Dans le cadre de leur collaboration autour de la recherche sur la santé des professionnels de santé, la Fondation MNH et la Drees ont organisé un colloque afin de présenter les travaux en cours sur le sujet et qui bénéficient de leur soutien. En voici une sélection.

infirmier et aide-soignant, hôpital, chambre, blouse bleue

Crédit photo : BURGER / PHANIE

Il faut « veiller sur la santé physique et mentale des professionnels de santé car un soignant qui se sent bien est un soignant qui soigne bien. » Ces premiers mots de Yannick Neuder, le ministre de la Santé, prononcés en introduction du 2e colloque «Recherches et innovations sur la santé des professionnels de santé» organisé par la Fondation de la Mutuelle nationale des hospitaliers (MNH) et la Direction de la recherche, des études, de l’évaluation et des statistiques (Drees)* en ont constitué le fil rouge. Objectif : présenter l’avancée des travaux de recherche menés sur la santé des professionnels de santé depuis 2 ans et portés par les deux organisations, ainsi que ceux à venir et les initiatives déjà mises en place sur le terrain.

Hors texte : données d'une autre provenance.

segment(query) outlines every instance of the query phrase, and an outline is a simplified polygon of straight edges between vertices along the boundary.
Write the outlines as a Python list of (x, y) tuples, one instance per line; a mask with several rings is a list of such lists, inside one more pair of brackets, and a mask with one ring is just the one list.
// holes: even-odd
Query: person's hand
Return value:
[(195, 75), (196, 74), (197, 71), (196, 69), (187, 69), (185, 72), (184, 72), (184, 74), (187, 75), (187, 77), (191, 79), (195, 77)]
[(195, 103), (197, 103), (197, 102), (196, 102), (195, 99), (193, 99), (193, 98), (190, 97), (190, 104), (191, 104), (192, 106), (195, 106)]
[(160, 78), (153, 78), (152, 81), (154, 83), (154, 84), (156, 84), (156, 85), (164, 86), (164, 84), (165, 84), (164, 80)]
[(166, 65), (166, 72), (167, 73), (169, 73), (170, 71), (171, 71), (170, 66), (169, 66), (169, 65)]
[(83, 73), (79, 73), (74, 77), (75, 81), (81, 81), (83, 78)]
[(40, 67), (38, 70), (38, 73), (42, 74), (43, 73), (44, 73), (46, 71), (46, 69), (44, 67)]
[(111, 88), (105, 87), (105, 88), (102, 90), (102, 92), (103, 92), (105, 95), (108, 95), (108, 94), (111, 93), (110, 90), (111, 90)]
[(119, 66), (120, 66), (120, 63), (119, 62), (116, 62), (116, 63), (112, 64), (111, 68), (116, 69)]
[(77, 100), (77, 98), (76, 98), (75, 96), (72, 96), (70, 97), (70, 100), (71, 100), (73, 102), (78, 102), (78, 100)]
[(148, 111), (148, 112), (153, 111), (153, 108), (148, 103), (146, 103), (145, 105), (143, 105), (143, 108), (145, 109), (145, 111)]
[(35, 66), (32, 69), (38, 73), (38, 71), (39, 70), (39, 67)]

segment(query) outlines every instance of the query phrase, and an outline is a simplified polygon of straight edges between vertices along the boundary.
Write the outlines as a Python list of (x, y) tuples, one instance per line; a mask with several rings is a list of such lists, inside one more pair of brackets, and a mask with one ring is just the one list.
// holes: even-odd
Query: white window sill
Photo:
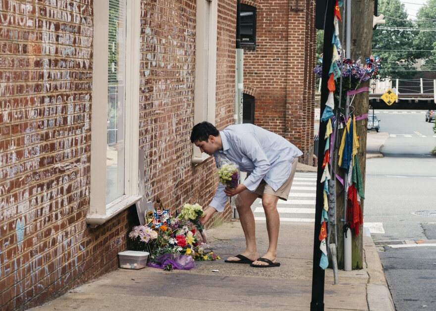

Accélérer la recherche et la production de savoirs

Il y a en effet un enjeu à « accélérer la recherche, la collecte de données et la production de savoirs », a poursuivi le ministre. Car pour trouver comment préserver la santé des professionnels de santé, encore faut-il pouvoir objectiver les situations qu’ils rencontrent à l’aide de données probantes. Or, à l’heure actuelle, le manque de recherches sur le sujet limite le déploiement de politiques publiques. Mobiliser les acteurs autour de la production de connaissances et de savoirs fait d’ailleurs partie des mesures issues des grands travaux lancés par Agnès Firmin-Le Bodo, alors ministre chargée des Professions de santé, sur la santé des soignants, en mars 2023. Nombre de projets présentés répondaient ainsi aux préconisations du rapport élaboré par les pilotes de la mission désignés par la ministre (voir encadré). Au programme donc de l’événement : l’analyse de l’impact sur la santé mentale du passage de l’hôpital au libéral chez les infirmiers, une estimation du coût économique que fait peser la mauvaise santé des soignants, ou encore la mise en place d’un centre de santé dédié aux professionnels de santé au sein du centre hospitalier d’Angers.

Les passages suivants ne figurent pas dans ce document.